Tracklist :Nyktalgia
Nekrolog
Peisithanatos
Pavor NocturnusLe moins que l'on puisse dire c'est que l'Allemagne possède elle aussi ses figures emblématiques du black metal avec des groupes tels que Absurd, Nargaroth, Wedard, Coldworld ou encore Sterbend. Si ce dernier ne vous est pas inconnu peut être avez-vous entendu parler de Nyktalgia, formé par deux ex membres de Sterbend. L'album éponyme était plein de promesses malgré un manque d'originalité et de diversité. Ce n'est que quatre ans plus tard que le trio revient avec son second opus Peisithanatos justement composé de quatre titres. La qualité justifie-t-elle cette longue attente ?
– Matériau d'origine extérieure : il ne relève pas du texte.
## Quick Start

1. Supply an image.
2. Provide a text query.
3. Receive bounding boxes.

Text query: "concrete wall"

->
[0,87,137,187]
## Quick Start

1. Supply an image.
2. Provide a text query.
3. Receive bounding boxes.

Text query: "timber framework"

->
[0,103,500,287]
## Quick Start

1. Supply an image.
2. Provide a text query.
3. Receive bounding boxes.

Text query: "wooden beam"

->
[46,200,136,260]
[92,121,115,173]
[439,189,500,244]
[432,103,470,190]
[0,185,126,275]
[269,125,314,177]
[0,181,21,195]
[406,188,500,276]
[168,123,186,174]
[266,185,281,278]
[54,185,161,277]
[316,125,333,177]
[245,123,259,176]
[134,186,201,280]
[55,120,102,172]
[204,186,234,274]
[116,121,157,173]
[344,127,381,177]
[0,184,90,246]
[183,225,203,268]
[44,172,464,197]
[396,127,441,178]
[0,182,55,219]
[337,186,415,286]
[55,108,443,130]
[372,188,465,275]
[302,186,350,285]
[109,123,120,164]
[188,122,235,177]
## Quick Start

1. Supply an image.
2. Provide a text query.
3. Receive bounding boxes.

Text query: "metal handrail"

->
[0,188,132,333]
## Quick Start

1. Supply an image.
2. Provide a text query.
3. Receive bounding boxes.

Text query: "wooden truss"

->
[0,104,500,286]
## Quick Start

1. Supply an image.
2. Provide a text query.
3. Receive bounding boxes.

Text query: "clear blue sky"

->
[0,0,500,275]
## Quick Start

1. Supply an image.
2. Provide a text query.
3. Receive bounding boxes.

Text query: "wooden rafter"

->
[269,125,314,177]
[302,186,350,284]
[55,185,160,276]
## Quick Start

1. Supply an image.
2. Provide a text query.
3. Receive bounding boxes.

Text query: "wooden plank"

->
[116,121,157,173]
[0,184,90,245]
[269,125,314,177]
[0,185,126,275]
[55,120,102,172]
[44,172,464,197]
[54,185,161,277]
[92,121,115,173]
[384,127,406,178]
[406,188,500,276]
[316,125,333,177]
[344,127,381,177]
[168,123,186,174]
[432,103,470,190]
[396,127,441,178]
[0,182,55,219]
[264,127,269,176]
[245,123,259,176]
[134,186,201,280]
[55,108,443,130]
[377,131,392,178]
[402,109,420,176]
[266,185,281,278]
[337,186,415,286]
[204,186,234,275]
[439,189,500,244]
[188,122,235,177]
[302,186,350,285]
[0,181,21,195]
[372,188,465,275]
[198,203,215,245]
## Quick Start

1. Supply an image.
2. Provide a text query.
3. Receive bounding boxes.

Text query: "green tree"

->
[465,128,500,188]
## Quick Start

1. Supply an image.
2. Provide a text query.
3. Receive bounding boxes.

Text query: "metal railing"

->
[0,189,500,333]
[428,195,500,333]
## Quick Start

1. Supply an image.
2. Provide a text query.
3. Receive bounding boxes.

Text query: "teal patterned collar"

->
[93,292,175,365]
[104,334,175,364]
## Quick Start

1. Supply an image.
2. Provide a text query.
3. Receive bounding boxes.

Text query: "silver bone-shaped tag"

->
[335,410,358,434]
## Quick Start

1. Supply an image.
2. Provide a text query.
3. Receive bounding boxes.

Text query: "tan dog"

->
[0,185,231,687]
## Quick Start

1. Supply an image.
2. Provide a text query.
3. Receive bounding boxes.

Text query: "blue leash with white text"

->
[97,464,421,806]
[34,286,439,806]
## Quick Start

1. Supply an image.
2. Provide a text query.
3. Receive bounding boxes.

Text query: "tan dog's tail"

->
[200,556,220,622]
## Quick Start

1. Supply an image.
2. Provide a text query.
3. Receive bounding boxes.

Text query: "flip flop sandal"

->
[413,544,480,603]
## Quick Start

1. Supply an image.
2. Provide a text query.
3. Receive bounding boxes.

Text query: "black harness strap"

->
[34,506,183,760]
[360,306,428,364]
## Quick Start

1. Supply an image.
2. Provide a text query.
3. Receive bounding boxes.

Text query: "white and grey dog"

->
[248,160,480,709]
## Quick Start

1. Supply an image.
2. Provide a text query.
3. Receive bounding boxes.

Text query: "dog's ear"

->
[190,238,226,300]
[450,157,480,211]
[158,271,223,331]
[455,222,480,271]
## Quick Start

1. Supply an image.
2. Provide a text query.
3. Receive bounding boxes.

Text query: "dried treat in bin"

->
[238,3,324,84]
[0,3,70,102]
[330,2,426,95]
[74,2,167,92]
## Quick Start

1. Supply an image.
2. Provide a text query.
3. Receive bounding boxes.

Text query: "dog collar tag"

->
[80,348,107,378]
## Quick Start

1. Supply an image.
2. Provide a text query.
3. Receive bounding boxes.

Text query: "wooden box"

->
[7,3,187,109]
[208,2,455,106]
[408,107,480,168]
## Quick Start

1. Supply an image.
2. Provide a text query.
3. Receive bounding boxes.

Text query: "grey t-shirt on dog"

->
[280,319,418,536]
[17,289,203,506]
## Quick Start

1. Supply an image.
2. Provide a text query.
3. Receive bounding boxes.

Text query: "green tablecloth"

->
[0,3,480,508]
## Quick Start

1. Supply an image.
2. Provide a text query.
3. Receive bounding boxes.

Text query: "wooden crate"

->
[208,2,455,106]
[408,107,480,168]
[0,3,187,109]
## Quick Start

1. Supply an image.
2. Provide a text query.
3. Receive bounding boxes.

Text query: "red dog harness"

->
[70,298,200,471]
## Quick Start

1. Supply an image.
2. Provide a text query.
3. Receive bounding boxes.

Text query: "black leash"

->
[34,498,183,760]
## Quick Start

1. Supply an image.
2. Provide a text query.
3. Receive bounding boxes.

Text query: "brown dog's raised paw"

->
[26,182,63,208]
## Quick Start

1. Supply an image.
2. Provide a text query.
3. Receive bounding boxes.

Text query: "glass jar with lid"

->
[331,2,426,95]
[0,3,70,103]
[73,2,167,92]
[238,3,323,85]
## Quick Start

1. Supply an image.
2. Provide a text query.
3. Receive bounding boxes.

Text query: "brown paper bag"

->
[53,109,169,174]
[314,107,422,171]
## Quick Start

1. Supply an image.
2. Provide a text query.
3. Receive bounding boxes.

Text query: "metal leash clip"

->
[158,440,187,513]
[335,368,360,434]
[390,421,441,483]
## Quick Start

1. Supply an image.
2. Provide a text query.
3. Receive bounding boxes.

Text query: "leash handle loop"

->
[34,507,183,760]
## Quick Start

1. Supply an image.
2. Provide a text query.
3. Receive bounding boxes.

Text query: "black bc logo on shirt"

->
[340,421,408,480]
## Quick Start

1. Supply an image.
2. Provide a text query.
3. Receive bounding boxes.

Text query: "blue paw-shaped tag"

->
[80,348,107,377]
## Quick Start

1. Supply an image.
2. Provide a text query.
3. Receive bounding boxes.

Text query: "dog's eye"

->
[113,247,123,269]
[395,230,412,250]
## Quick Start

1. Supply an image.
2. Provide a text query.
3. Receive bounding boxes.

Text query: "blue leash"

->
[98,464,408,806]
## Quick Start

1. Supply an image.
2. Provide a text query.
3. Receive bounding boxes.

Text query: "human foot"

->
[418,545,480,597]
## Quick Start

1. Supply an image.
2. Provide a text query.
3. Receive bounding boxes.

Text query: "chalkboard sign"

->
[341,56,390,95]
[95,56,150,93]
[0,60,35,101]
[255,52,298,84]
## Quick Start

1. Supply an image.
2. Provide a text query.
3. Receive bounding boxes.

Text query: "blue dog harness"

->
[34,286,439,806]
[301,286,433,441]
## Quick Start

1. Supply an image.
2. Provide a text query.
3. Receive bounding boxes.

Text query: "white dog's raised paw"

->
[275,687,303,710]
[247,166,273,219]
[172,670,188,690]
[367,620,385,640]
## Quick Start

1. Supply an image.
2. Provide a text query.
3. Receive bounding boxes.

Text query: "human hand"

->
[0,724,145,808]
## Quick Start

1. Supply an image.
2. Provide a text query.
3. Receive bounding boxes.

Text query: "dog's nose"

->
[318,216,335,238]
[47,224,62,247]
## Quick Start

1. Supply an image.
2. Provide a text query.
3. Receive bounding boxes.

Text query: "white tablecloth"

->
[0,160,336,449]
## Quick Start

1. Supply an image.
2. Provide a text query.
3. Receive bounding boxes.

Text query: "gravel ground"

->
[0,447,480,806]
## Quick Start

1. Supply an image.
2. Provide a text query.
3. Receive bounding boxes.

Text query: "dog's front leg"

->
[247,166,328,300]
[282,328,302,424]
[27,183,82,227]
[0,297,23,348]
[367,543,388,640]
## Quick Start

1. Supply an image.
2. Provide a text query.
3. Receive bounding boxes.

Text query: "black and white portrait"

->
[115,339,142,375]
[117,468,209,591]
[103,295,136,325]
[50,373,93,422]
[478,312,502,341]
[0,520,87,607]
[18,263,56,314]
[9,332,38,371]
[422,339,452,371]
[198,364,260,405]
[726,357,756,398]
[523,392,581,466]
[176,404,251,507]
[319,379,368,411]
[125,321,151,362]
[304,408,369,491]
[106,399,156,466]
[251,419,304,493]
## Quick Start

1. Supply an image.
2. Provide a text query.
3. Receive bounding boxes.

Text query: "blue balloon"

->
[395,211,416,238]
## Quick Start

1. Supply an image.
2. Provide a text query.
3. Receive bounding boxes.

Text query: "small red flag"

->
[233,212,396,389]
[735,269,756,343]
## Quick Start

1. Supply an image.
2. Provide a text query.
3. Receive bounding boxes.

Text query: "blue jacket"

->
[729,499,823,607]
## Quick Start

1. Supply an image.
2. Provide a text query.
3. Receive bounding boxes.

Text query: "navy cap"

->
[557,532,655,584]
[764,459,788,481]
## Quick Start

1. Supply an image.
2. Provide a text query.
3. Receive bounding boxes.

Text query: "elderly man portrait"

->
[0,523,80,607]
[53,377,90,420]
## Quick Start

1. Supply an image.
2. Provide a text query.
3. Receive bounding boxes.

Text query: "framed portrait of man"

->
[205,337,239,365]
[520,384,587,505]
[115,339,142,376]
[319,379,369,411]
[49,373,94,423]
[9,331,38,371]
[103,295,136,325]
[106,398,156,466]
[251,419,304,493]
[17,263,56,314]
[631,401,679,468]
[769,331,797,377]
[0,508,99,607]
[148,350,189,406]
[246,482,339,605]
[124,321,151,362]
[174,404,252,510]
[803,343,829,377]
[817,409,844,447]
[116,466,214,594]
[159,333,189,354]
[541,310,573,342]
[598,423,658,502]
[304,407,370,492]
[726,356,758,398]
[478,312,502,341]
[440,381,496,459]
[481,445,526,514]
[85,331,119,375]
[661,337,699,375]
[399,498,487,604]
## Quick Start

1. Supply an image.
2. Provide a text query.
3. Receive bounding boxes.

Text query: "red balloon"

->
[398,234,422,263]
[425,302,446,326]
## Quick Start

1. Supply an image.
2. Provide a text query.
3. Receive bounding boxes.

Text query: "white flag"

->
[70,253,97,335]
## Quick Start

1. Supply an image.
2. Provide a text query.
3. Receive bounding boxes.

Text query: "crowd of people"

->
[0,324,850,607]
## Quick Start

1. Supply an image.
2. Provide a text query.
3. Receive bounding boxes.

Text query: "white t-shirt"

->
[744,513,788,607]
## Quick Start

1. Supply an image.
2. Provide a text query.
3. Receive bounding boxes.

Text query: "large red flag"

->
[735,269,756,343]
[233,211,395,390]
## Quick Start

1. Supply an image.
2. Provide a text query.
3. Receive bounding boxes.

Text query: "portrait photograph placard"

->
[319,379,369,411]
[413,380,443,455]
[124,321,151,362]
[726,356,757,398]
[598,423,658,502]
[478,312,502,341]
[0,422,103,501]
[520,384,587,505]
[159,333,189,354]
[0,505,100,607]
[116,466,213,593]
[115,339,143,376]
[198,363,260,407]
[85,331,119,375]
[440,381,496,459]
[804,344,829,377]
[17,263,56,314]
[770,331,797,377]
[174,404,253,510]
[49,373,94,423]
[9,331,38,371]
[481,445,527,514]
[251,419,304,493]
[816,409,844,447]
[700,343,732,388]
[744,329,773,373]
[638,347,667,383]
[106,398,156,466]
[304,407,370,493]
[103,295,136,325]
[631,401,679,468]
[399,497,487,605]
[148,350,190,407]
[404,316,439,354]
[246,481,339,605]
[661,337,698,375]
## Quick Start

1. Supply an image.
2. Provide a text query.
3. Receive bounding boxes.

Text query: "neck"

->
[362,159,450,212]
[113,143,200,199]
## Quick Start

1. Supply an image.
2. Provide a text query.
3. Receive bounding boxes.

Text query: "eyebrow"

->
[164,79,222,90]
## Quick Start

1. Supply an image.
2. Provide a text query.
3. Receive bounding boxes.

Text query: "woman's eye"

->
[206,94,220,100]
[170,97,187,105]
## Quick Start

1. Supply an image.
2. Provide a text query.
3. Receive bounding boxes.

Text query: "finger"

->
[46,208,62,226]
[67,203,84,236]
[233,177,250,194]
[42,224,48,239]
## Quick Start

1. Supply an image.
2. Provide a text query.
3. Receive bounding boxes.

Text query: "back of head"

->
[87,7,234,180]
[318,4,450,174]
Tout d'abord, c'est à se demander si le groupe n'est pas fan du violet car l'album éponyme arborait déjà une pochette aux teintes mauves. Peisithanatos était en fait le surnom d'Hégésias de Cyrène, celui qui vient inciter à se donner la mort, affirmant qu'il n'y a pas de bonheur possible et que la mort est préférable à la vie. Vous l'aurez compris le groupe n'a pas changé sa recette et officie toujours dans un black metal des plus dépressif.
La voix de Skjeld, souvent proche du déséquilibré Nattram (Silencer) est totalement éraillée et se mêle à des riffs crasseux, léthargiques mais toujours variés, soutenue par des mélodies de fonds entraînantes qui restent légèrement en retrait du mixe.
Il faut donc plusieurs écoutes pour assimiler le disque dans son intégralité, ce dernier apparaissant de plus en plus alambiqué au fil des écoutes. De nombreux changements de rythmes parsemés d'accélérations hallucinantes sont à souligner (Nyktalgia), ce qui est judicieux vu la longueur des titres, oscillant entre 7 et 12 minutes. Mais Nyktalgia ne repose pas sur une simple adynamie échevelée et incorpore dans son affliction un lot de mélodies impressionnantes superbement mises en valeur par une production irréprochable.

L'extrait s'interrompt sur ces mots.